By DYLAN LATORE – Once again we approach the time of year where Valentine’s Day is waiting just around the corner, possibly armed with a baseball bat and a fresh can of pepper spray to destroy your romantic hopes and dreams. But, this is exactly the attitude that deters most teen romantics from spilling their heart out onto a poorly cut construction paper heart attached to a crumpled, love themed, fun-size pack of M&M’s™ candy.
Nevertheless, there have got to be ways to overcome your fears and win the heart of that special someone. So put your feet up, throw on some music to set the mood, and take notes.

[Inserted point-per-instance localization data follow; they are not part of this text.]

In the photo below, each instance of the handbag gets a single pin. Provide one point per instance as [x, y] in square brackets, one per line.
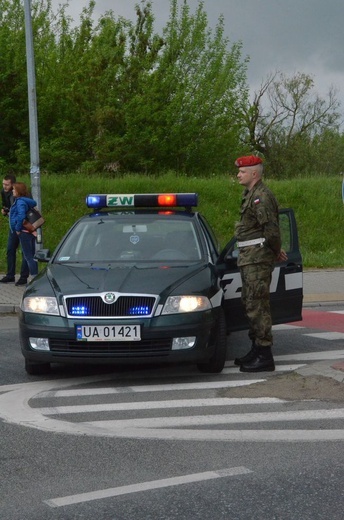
[33, 220]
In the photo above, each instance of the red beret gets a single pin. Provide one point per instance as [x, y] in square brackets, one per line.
[248, 160]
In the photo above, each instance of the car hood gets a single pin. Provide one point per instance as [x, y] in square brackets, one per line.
[70, 279]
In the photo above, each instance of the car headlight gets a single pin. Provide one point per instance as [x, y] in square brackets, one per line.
[41, 305]
[177, 304]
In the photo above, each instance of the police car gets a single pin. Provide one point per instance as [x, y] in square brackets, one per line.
[141, 279]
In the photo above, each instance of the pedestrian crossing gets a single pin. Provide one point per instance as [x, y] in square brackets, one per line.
[185, 409]
[183, 404]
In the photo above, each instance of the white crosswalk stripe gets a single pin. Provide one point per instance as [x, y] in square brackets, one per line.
[183, 409]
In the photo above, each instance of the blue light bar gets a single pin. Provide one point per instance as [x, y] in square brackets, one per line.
[142, 200]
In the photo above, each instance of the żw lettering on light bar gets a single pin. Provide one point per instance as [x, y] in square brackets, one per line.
[152, 200]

First off, confidence is key. But, before you come swinging from the rafters, armed only with an adult diaper, a bow, and actual lethal arrows that you have attached hearts to the end of, remember to keep it to a reasonable level. While of course, you don’t want to fearfully squeak out every word of your proposal, and then visually cringe while awaiting the response; you also don’t want to come off as a jerk. If the ‘I don’t care’ attitude is your way of enticement, then why should the other party member care as well? But hey, if you are familiar enough with your valentine candidate to know that wearing a diaper and swinging from the rafter would work, then go for it. But if not, then consider keeping it on the safe side of things.

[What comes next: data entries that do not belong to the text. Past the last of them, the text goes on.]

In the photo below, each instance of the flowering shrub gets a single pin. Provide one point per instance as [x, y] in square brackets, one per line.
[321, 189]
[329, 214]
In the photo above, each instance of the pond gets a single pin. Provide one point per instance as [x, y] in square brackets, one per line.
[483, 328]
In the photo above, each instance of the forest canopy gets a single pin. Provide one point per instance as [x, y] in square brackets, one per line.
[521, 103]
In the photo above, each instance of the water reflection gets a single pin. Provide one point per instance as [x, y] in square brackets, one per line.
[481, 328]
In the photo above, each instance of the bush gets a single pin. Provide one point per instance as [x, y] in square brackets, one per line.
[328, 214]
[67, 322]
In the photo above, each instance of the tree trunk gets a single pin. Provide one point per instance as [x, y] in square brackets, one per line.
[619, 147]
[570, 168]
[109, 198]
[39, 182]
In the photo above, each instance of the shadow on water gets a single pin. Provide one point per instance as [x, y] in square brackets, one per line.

Personalization, personalization, personalization. While I’m in no way saying that your cardstock valentine of Lightning McQueen saying, “You make my heart go Ka-Chow!” isn’t a winner, you may want to consider making the valentine more personalized. Seeing that you put a bit of thought into it can go a long way. Once again though, don’t go overboard. While making a pun out of their social security number and their mother’s maiden name might seem like a good idea in your head, it probably won’t be received the way you hoped it might.
Know what tone to go for. What I mean by this is decide whether to keep it lighthearted and maybe even humorous, or heartfelt, poetic, and sappy. It’s definitely hard to not puke up your feelings like word vomit at a moment’s notice, but if your valentine candidate is only mildly acquainted with you, receiving a poem discussing the floorplan of your future child’s bedroom can be very off-putting. So make sure you know the person you plan on pursuing this Valentine’s Day, and decide what kind of tone would be best.
Lastly, there is always the possibility of rejection. The sinister demon that always sits in the back of your head every time you think about making a risky move. The worst thing that could possibly happen is that they say no. Even on top of that, hardly anybody would be rude about rejecting someone in the first place. It’s flattering! If your valentine candidate’s rejection is rude, then you are the lucky one for not getting stuck with someone as empathetic as a rock. So this Valentine’s Day, suit up in red, pop your chalky heart candies like breath mints, and keep all of this in mind when asking that special someone, “Will you be my valentine?”